Revisiting Chimeka Garricks’ “A Broken People’s Playlist” — Olukorede S Yishau

In the dying days of March, book publishing giant Harper Collins did a big favour to lovers of short stories in America and the United Kingdom with the release of the international edition of Chimeka Garricks’ A Broken People’s Playlist. 

Readers in Nigeria had the advantage of reading it first. Thanks to Masobe Books, which first served this dish inspired by songs.

The titles of the twelve stories are the songs which inspired them. It is written in English that is unapologetically Nigerian. Do not have a heart attack if you see words such as ‘ajebuttered’. Garricks is only exercising his poetic licence.

The use of first-person, second-person and third-person narrative techniques makes room for variety.

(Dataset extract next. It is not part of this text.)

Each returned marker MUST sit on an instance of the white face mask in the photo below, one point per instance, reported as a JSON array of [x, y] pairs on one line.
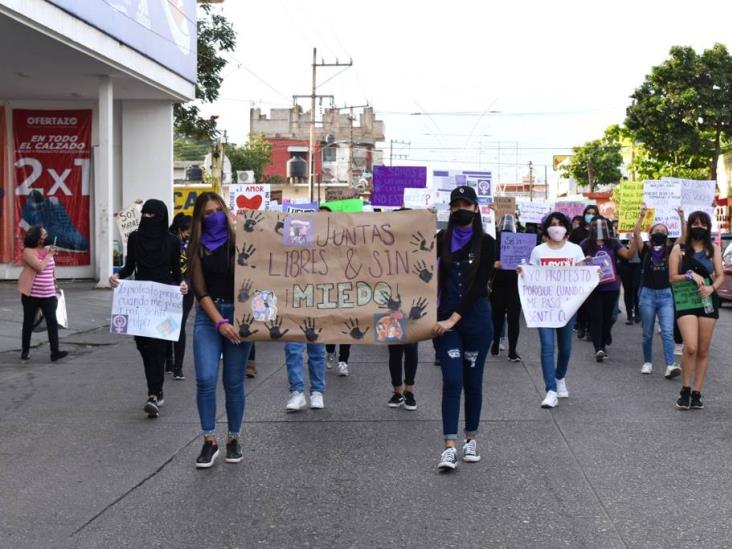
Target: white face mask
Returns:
[[557, 232]]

A Broken People’s Playlist will make you laugh; it may make you cry; it will get you angry at our nation for the extra-judicial killings, the literal and metaphorical darkness, the corruption, and other ills. It boasts of many unforgettable characters, whose flaws would have made us slap and almost beat to coma if only we could meet them; its prose has the power to make you savour it like palm wine fresh from the tree; and pacing and focus do not suffer from unnecessary swerving in this smooth-singing, hard-hitting collection.

The first story in the collection is about Sira and Kaodini. They had known each other since childhood. They played together, smiled together, cried together and together they pitied people who assumed that they were lovers. Sira, a lawyer, moves to Lagos and becomes a partner in a law firm. Kaodini stays back in Port Harcourt and rebuilds his life by starting a farm after his father’s wealth runs dry like a cursed river. Each of them had relationships at different points but with time it occurs to them that they should be together, but there is a snag: One being in Lagos; the other in Port Harcourt. Kaodini offers to relocate to Lagos, where Sira has a thriving career. She kicks against him abandoning his farm, his dream. He eventually finds someone to run the farm and the countdown to his relocating to Lagos to join Sira begins, but what she hears from his mother shortly before he is to join her is: “Sira. My baby, our baby. He is dead.”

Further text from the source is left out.